"Where I grew up, we rode horse-and-carriage out of necessity. It was our transportation. In America, 90 percent of the people in the sport have no love for it. They do it for social status."
Most Gladstonians earned their money the old-fashioned way: They inherited it. At last summer's competition, the aristocrats were identifiable by their club ties, green pants and similarly sensible sports garments. Some of the more mature gentlemen still affected Brooks Brothers seersuckers, but not many. All had splendid teeth. Genteel pleasures awaited the 10,000 fans in attendance, who spread their ground cloths and numerous offspring on Gladstone's grassy slopes. They perused boutiques that sold everything from English saddles to deerstalker hats, sampled buttered scones and Watney Red Barrel, and listened as the New Jersey State Police Pipe Band played Amazing Grace, or something very much like it.
The three days of Gladstone were divided into the dressage, marathon and obstacle competitions, scheduled in that order. In dressage, horses and driver were rated on poise, style, agility and accuracy. During the obstacle phase, the carriages wove through narrow gates, rails, right-angled turns and colored cones with balls balanced on top—a regimen as formal as a dinner party at Miss Manners's.

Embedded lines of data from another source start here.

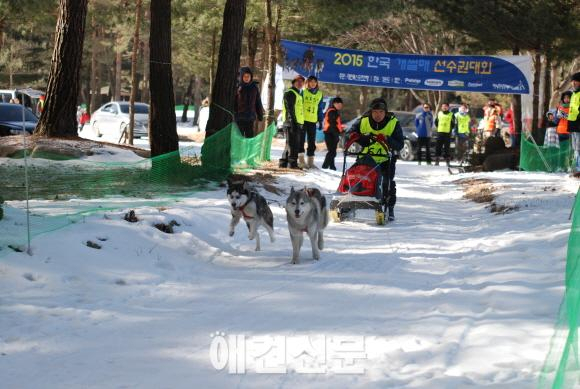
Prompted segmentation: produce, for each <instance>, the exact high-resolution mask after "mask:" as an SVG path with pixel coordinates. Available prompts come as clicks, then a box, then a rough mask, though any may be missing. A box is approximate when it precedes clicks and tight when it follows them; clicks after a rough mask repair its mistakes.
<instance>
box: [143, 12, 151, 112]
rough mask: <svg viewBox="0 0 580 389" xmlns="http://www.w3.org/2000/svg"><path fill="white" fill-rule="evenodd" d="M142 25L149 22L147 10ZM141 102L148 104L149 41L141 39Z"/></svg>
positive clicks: (145, 38)
mask: <svg viewBox="0 0 580 389" xmlns="http://www.w3.org/2000/svg"><path fill="white" fill-rule="evenodd" d="M143 21H144V23H147V22H150V21H151V18H150V17H149V9H147V8H145V12H144V14H143ZM141 102H143V103H146V104H149V39H147V37H145V36H144V37H143V81H142V82H141Z"/></svg>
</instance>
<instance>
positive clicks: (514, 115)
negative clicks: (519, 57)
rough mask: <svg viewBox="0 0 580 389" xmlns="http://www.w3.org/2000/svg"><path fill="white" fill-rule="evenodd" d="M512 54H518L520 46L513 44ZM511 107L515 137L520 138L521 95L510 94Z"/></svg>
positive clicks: (520, 134) (521, 118)
mask: <svg viewBox="0 0 580 389" xmlns="http://www.w3.org/2000/svg"><path fill="white" fill-rule="evenodd" d="M512 54H513V55H520V48H519V47H517V46H515V47H514V48H513V49H512ZM512 107H513V110H514V131H515V132H516V138H518V139H519V138H520V136H521V134H522V96H521V95H512Z"/></svg>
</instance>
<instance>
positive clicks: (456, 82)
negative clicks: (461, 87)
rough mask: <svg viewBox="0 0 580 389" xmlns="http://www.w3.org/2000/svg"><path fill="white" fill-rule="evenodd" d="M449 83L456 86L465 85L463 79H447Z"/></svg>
mask: <svg viewBox="0 0 580 389" xmlns="http://www.w3.org/2000/svg"><path fill="white" fill-rule="evenodd" d="M447 85H449V86H455V87H463V86H465V83H464V82H463V81H459V80H451V81H447Z"/></svg>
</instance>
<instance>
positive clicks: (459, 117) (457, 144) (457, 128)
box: [453, 104, 471, 164]
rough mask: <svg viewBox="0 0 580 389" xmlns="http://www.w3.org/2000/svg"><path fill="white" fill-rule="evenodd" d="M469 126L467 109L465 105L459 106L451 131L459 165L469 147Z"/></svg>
mask: <svg viewBox="0 0 580 389" xmlns="http://www.w3.org/2000/svg"><path fill="white" fill-rule="evenodd" d="M470 124H471V116H469V108H467V104H461V107H459V110H458V111H457V113H456V114H455V128H454V130H453V132H454V135H455V153H456V156H457V160H458V161H460V164H463V160H464V158H465V152H466V151H467V148H468V146H469V134H470V133H471V128H470Z"/></svg>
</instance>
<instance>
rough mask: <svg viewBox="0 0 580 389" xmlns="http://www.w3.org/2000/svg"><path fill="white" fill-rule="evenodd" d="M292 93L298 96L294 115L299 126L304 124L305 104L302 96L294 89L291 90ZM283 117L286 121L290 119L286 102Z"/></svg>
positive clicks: (284, 104)
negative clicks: (286, 120) (287, 117)
mask: <svg viewBox="0 0 580 389" xmlns="http://www.w3.org/2000/svg"><path fill="white" fill-rule="evenodd" d="M289 91H290V92H292V93H294V94H295V95H296V102H295V103H294V115H295V116H296V122H297V123H298V124H304V103H303V100H302V95H301V94H300V93H298V92H296V91H295V90H294V89H289ZM282 116H283V117H284V121H286V120H287V119H288V118H287V117H286V101H285V100H284V107H283V108H282Z"/></svg>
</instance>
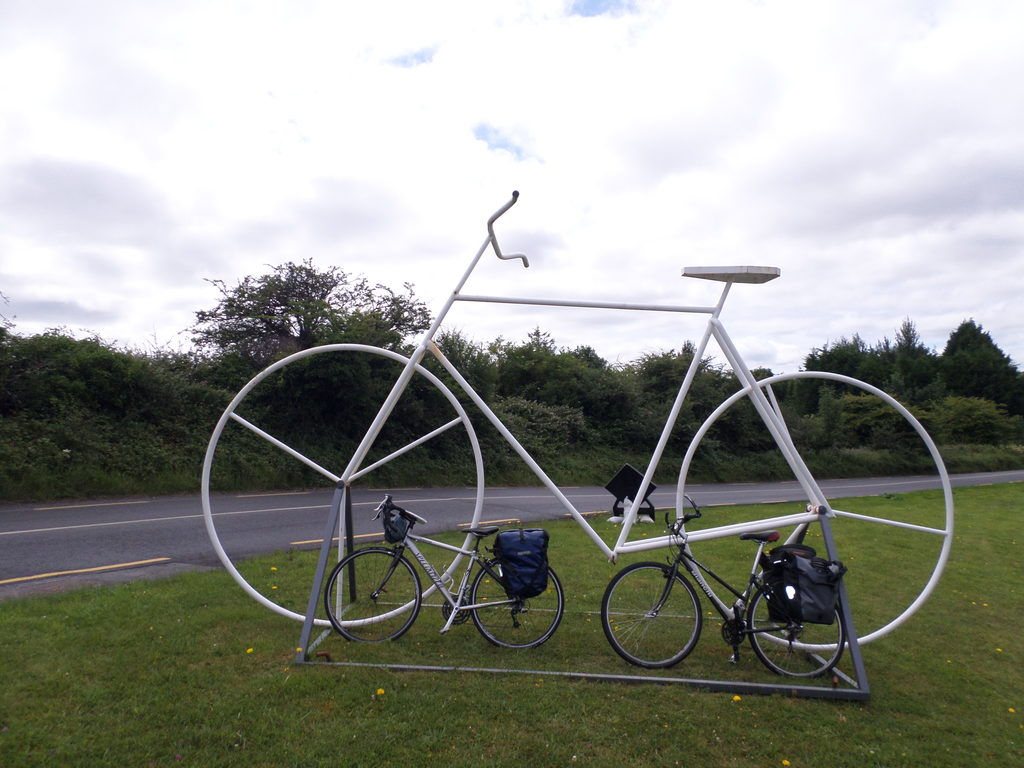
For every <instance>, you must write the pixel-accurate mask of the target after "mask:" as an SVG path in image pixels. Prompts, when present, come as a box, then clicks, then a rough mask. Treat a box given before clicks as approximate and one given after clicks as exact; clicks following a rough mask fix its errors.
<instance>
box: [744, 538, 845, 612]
mask: <svg viewBox="0 0 1024 768" xmlns="http://www.w3.org/2000/svg"><path fill="white" fill-rule="evenodd" d="M845 572H846V566H845V565H843V563H841V562H839V561H838V560H825V559H824V558H823V557H817V556H816V553H815V551H814V550H813V549H812V548H811V547H808V546H806V545H803V544H790V545H783V546H781V547H776V548H775V549H773V550H772V551H771V552H769V553H768V563H767V565H766V566H765V569H764V573H763V579H764V583H765V591H766V593H767V595H766V596H767V599H768V615H769V616H771V617H772V618H773V620H775V621H776V622H786V621H790V620H792V621H794V622H802V623H804V624H833V622H835V621H836V601H837V600H838V599H839V584H840V581H841V580H842V578H843V574H844V573H845Z"/></svg>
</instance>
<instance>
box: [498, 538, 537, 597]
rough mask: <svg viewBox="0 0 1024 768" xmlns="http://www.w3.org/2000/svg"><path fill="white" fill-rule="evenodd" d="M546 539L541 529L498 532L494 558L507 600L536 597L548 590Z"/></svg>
mask: <svg viewBox="0 0 1024 768" xmlns="http://www.w3.org/2000/svg"><path fill="white" fill-rule="evenodd" d="M548 539H549V535H548V531H547V530H544V529H543V528H514V529H511V530H502V531H500V532H499V534H498V537H497V539H496V540H495V550H494V551H495V554H496V555H497V556H498V559H499V561H500V562H501V564H502V577H503V579H504V580H505V591H506V592H507V593H508V595H509V597H521V598H528V597H537V596H538V595H540V594H541V593H542V592H544V591H545V590H546V589H547V588H548Z"/></svg>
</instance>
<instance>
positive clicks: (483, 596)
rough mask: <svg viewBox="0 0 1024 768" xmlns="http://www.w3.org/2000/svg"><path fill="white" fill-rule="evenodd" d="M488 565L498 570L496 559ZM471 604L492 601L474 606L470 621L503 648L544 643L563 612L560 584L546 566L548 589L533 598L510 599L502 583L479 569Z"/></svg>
mask: <svg viewBox="0 0 1024 768" xmlns="http://www.w3.org/2000/svg"><path fill="white" fill-rule="evenodd" d="M487 565H488V566H490V568H492V569H494V570H496V571H497V572H499V573H500V572H501V564H500V563H499V562H498V560H497V559H492V560H487ZM470 601H471V602H472V604H473V605H477V604H478V603H483V602H494V603H496V604H495V605H494V606H487V607H478V608H475V609H474V610H473V611H472V613H473V624H474V625H476V629H477V630H478V631H479V633H480V634H481V635H483V637H485V638H486V639H487V641H489V642H490V643H493V644H494V645H498V646H501V647H503V648H534V647H536V646H538V645H541V644H542V643H544V642H546V641H547V640H548V639H549V638H550V637H551V636H552V635H553V634H555V630H557V629H558V625H559V624H560V623H561V621H562V614H563V613H564V612H565V594H564V592H563V591H562V583H561V582H560V581H559V579H558V574H557V573H555V571H554V569H553V568H549V569H548V588H547V589H546V590H545V591H544V592H542V593H541V594H540V595H537V596H536V597H529V598H512V599H511V602H510V598H509V596H508V595H507V594H506V592H505V587H504V585H503V584H501V583H500V582H498V581H497V580H495V579H494V578H492V575H490V574H489V573H488V572H487V571H486V570H484V569H483V568H480V569H479V570H478V571H477V573H476V578H475V579H474V580H473V586H472V589H471V591H470Z"/></svg>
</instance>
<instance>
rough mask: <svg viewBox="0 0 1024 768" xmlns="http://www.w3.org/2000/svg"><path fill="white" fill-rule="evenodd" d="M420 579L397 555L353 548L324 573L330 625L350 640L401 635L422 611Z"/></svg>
mask: <svg viewBox="0 0 1024 768" xmlns="http://www.w3.org/2000/svg"><path fill="white" fill-rule="evenodd" d="M420 602H421V592H420V579H419V577H417V575H416V571H415V570H414V569H413V566H412V565H411V564H410V562H409V560H407V559H406V558H404V557H401V556H395V553H394V552H393V551H392V550H389V549H384V548H383V547H371V548H368V549H360V550H356V551H355V552H353V553H352V554H350V555H348V556H347V557H344V558H342V560H341V561H340V562H339V563H338V564H337V565H336V566H335V568H334V570H332V571H331V575H329V577H328V580H327V587H325V589H324V607H325V608H327V615H328V618H329V620H330V621H331V626H332V627H334V629H335V630H336V631H337V632H338V634H340V635H341V636H342V637H344V638H347V639H348V640H361V641H365V642H381V641H383V640H395V639H397V638H399V637H401V636H402V635H403V634H404V633H406V632H407V631H408V630H409V628H410V627H412V626H413V622H415V621H416V616H417V615H418V614H419V612H420Z"/></svg>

Long won both the dressage and the obstacle events without the help of Caspersen, who decided to perform his glad-handing duties during those events and limited his participation to the marathon, which accounted for about two thirds of the overall competition. A slog among tightly-spaced trees, across water hazards and over 17 miles of sometimes rugged terrain, the marathon is a perfect model for the CEO's course to the top.
A steady rain complicated this year's competition. Long and Caspersen were sloshing gingerly around an old sawmill when a back wheel caught a corner post. Their carriage flipped, spewing its contents into a ditch. The subsequent penalty kept them from winning the overall title, but their second-place finish was good enough to earn them the trophy as the four-in-hand champions for the combined driving season.
Caspersen was beaming when he arrived at the press tent. His shirttails were out, his khakis splattered with mud. "See," he said, "it's not such a wimpy sport after all." Then he took a hard swallow of drink and mused, "Where else can you be middle-aged, balding and overweight, and still be a world champion athlete?"